Of course, on its own, the content of HB-4 is egregious and undemocratic enough. After all, it establishes a new, highly-gerrymandered congressional map whose sole purpose is to ensure that Republicans gain an electoral edge in almost nearly every one of Texas’ 38 congressional districts — this being accomplished via a process of “cracking” and “packing” liberal communities across and into conservative strongholds.
However, HB-4’s blatant and systematic gerrymandering becomes all the more abhorrent when one considers the context in which this new congressional map was passed, as Texas Republicans continued to champion the bill despite their knowledge that its passage would trigger a political arms race. In other words, HB-4 was pushed through despite many Democratic Governors’ fervent threats that its enactment would force them to explore the possibility of retaliatory redistricting efforts in their own states so as to counter HB-4’s increase in Republican representation. In fact, California has already passed a measure that calls for a special election to consider new congressional maps that would create more blue-voting districts, while figures like New York Governor Kathy Hochul and Illinois Governor JB Pritzker have declared that they will ensure their states would follow suit with similar measures.

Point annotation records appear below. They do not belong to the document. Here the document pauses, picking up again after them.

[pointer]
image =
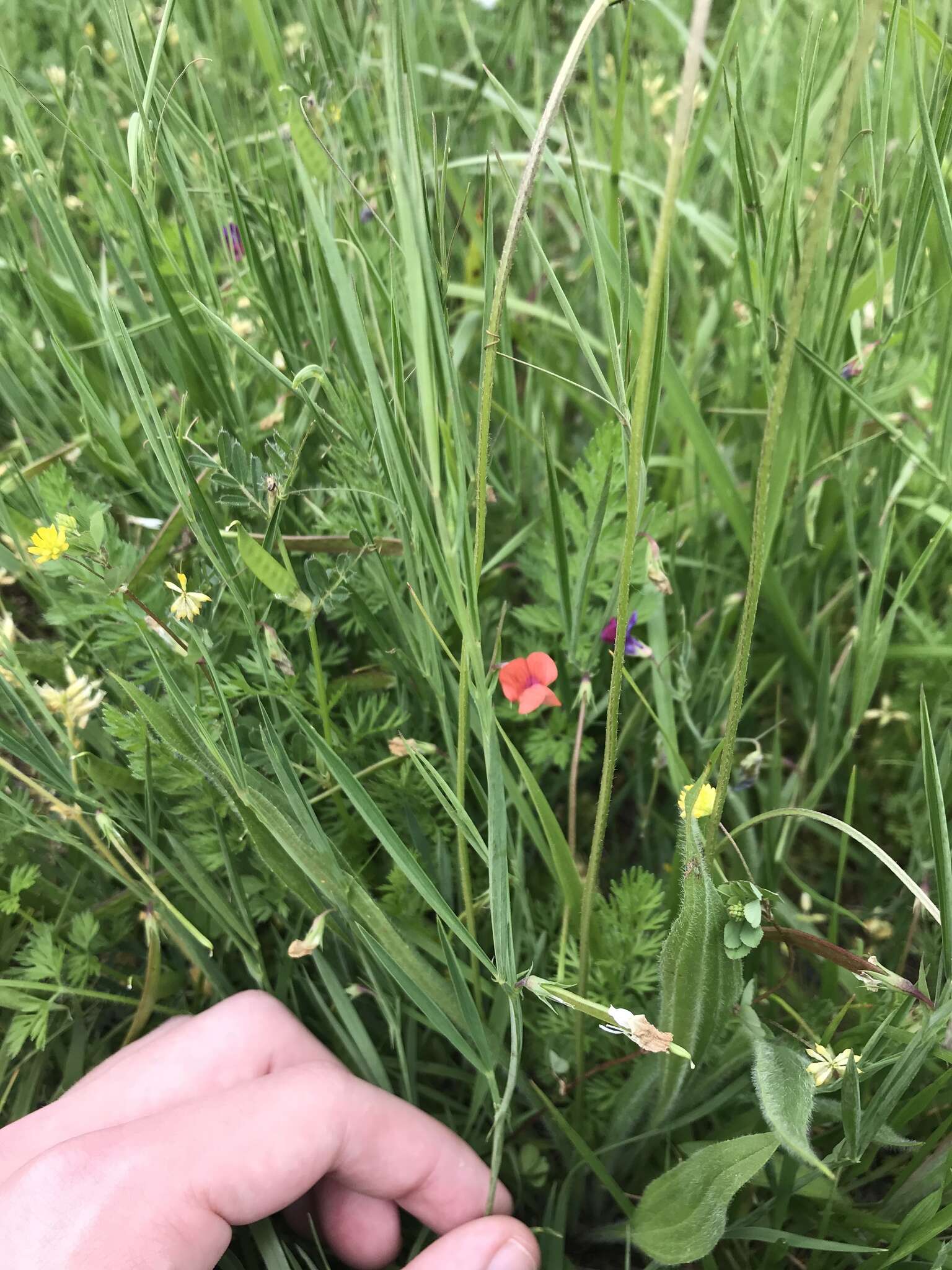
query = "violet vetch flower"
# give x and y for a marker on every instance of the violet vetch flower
(632, 647)
(232, 242)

Yet, at the end of the day, after all these efforts to grab onto more and more political power have either been made law or have been left by the wayside, what else has occurred but a gross and pathetic degradation of the idea and practical realities of a participatory democracy? What else has happened other than a silencing of the people’s voice — a stunting of their role and their importance democratic process?

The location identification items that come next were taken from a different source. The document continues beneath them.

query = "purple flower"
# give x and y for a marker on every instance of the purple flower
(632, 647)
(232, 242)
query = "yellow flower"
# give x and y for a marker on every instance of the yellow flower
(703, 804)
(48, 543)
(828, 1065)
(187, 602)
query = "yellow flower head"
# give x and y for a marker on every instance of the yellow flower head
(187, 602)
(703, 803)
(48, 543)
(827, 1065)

Sure, we can sit here and act like children/our politicians by arguing about who did what first… Democrats have, after all, blamed this wave of gerrymandering on President Donald Trump’s declaration that he was “entitled” to a larger Republican presence in Congress through redistricting, while Republicans have pushed the moderately misleading narrative that their actions in Texas were a necessary retaliation to Democrats’ longtime sole weaponization of gerrymandering (in reality, both sides have historically engaged in gerrymandering, with Republicans having actually benefitted from such a practice more often).

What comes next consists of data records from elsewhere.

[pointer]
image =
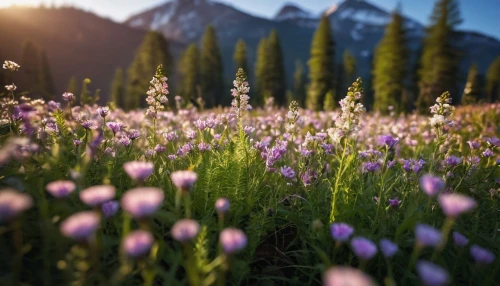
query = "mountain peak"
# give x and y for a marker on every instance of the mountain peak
(291, 11)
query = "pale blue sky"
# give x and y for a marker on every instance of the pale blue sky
(479, 15)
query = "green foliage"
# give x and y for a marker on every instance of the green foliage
(240, 57)
(493, 81)
(390, 67)
(189, 73)
(321, 65)
(299, 84)
(154, 50)
(439, 62)
(212, 83)
(472, 91)
(276, 70)
(117, 96)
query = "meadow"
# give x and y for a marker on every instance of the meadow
(247, 195)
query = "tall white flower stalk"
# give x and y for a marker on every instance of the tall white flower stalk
(157, 97)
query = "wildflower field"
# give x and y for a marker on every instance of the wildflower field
(93, 195)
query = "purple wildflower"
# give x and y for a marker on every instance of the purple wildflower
(427, 235)
(388, 248)
(455, 204)
(110, 208)
(222, 205)
(431, 185)
(364, 248)
(138, 170)
(431, 274)
(13, 203)
(346, 276)
(459, 239)
(97, 195)
(232, 240)
(184, 180)
(80, 226)
(138, 243)
(185, 230)
(142, 202)
(481, 255)
(60, 189)
(341, 231)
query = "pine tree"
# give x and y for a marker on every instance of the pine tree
(493, 81)
(390, 67)
(190, 74)
(321, 65)
(472, 90)
(439, 56)
(276, 69)
(261, 73)
(240, 56)
(154, 50)
(212, 82)
(45, 83)
(299, 84)
(30, 62)
(72, 86)
(118, 89)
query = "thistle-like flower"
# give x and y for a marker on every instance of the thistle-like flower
(347, 124)
(240, 94)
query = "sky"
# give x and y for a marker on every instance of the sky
(478, 15)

Regardless of this blame game, the bottomline is that our political leaders seem unsettingly comfortable with actively disenfranchising certain groups of people in the name of scoring points in this political arms race. Namely, Texas Republicans raucously celebrated the disenfranchisement of the 4.8 million Democrats as a major win for America and the Trump agenda; California Governor Gavin Newsom certainly beamed his movie-star smile as he began the process of leaving 6 million Californian Republicans wholly without representation; Florida Governor Ron Desantis took it upon himself to boisterously claim that he feels it is perfectly “appropriate to do a redistricting in the mid-decade,” something Florida has never done, if it means breaking up Democratic strongholds; and Hochul delivered the following dystopian line with with great seriousness and passion when talking about the necessity of fighting in this gerrymandering arms race: “The reason we are able to draw the lines is because we’re Democrats, because the majority of people in the state elected us to be leaders, and when we say that we can’t use that power to the fullest, then we’re abdicating the responsibility that we all have.” At the end of the day, the reality is — to use an old cliche — that two wrongs do not make a right. Playing political hardball is all well and good until it actively undercuts the very foundations of the democratic process that this nation was supposedly built on.
This all then begs the question: What can we, as ordinary citizens, do to slow down, if not outright stop, this erosion of our chance to have a meaningful political voice? First and foremost, the solution begins with bombarding the Office of Texas Governor Greg Abbott — the man who is preparing to knock over the first domino in all this by signing HB-4 into law. Use any means of communication you can (all linked here) to tell him and his staff that this bill, this affront to the American democratic conscience, cannot become law under any circumstance. Fill his inbox, his mailbox and his answering machine with your demands and voices, lest they be muzzled by this rapidly approaching wave of disenfranchisement. If Abbott and his team is unresponsive, then find the next state and next governor that is considering participating in this political arms race, and let them know that this race is going to come at the cost of the political power of the American people. For democracy to survive as both an ideal and a practiced principle in this country, you cannot turn a blind eye and stay silent on this matter. Speak up before you cannot.